In the West we hardly describe fighting sports as ‘soft’. Wrestling dudes aren’t seen as ‘tender’ and boxers don’t get in the ring with the aim to ‘gently’ bash their opponent.
Yet this idea of ‘soft’ is firmly established in East Asian martial arts. I guess it comes from the concept of ‘yin’ and ‘yang’. If there’s ‘darkness’ and ‘light’, ‘male’ and ‘female’ with their intertwining relationships, I guess the idea of ‘hard’ and ‘soft’ has it’s place.
This is evident, for example, in Jujitsu -柔術, which literally means ‘soft skill’. In a recent post we looked at ‘skill’, so now we look at ‘柔’, which is ju in Japanese (among other sounds), rou in mandarin and yu in Korean. And if you think about it, the Jujitsu guys, who wait for their opponents to strike first and take them down, it’s a counter intuitive, defensive or ‘soft’ way to fight.
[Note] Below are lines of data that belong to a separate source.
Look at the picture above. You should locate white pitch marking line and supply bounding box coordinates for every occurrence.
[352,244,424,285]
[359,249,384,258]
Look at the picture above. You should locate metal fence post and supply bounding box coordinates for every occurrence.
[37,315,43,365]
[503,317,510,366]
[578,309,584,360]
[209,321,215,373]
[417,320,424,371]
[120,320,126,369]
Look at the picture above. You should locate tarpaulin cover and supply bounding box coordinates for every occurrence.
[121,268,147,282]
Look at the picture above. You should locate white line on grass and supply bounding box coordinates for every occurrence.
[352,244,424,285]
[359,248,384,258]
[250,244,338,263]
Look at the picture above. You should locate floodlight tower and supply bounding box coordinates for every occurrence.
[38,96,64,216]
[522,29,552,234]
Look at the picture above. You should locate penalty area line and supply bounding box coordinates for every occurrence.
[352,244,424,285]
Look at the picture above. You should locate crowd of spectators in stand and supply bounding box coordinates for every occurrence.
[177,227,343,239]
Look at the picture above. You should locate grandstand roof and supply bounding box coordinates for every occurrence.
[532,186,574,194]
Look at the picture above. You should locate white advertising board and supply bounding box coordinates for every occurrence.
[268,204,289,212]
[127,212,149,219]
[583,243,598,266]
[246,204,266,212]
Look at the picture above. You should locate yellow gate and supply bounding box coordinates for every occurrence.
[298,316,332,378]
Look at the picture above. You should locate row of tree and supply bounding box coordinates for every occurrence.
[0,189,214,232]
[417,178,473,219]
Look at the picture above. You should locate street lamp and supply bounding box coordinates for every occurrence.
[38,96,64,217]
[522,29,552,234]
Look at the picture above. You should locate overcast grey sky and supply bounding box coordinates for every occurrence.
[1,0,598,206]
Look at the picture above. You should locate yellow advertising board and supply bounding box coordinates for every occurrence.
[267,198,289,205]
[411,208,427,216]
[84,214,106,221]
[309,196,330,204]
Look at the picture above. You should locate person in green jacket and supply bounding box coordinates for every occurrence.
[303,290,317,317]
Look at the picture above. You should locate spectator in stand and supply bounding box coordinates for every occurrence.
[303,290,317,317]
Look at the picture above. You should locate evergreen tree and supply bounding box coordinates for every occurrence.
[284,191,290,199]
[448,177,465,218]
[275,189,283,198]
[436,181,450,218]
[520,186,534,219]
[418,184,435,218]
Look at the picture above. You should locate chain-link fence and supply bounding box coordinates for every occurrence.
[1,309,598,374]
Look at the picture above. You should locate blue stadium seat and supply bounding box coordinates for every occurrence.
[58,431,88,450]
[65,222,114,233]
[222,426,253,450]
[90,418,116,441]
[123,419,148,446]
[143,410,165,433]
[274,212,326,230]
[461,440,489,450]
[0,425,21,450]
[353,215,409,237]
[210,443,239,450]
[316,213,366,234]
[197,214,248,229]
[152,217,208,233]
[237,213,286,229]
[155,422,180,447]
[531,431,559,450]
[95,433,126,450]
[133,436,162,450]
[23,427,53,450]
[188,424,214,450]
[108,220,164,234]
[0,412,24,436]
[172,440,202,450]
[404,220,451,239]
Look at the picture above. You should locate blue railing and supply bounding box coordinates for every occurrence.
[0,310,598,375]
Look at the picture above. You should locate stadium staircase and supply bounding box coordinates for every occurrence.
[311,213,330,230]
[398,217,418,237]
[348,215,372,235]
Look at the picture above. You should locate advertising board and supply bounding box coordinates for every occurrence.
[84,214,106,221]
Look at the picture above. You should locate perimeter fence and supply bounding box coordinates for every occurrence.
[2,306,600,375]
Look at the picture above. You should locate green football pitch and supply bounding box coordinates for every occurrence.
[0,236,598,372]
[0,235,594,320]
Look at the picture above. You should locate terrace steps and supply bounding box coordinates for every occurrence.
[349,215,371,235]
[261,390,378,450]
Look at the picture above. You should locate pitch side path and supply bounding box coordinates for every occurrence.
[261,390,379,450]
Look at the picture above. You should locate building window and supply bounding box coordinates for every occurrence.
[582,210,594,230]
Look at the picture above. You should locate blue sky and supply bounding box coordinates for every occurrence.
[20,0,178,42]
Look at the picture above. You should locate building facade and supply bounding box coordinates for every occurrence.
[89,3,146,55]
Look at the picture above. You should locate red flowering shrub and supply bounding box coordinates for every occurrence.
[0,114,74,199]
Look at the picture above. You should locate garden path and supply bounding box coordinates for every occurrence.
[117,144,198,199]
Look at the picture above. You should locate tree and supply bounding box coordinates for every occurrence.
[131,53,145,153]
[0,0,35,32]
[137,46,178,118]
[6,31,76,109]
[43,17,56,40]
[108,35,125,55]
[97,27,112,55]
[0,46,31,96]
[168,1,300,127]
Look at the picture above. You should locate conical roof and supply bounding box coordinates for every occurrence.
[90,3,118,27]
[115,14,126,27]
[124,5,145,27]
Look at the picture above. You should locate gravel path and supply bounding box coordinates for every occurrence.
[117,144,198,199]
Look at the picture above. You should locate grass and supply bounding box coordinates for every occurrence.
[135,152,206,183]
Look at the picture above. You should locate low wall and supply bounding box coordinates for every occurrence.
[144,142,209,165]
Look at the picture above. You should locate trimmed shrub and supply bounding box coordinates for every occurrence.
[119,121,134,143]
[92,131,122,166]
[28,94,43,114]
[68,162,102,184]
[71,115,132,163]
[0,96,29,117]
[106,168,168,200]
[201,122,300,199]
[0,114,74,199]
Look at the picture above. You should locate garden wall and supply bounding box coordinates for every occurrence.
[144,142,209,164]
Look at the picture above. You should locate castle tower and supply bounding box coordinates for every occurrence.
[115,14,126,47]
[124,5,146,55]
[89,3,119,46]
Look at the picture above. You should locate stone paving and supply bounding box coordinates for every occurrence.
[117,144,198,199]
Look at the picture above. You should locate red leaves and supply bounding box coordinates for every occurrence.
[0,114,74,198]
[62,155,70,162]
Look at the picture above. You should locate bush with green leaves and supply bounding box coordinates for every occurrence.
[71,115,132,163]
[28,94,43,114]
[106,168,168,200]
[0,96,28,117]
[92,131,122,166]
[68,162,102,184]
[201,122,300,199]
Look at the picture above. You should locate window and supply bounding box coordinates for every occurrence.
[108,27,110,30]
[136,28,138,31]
I studied Taichi in Taiwan for several years, and of course, ‘softness’ is an essential concept. My teacher constantly reminded me to relax as I practiced the form. When you’re relaxed, both in mind and muscle, you’re faster, smoother and your breathing is even. If you tense up, accuracy and speed go out the window. Furthermore, the concept of softness is also evident in yielding to the opponent, using the opponents strength against ’em.
So, there it is. If you’re in a fight, don’t be afraid to be a big softy! You might have the advantage.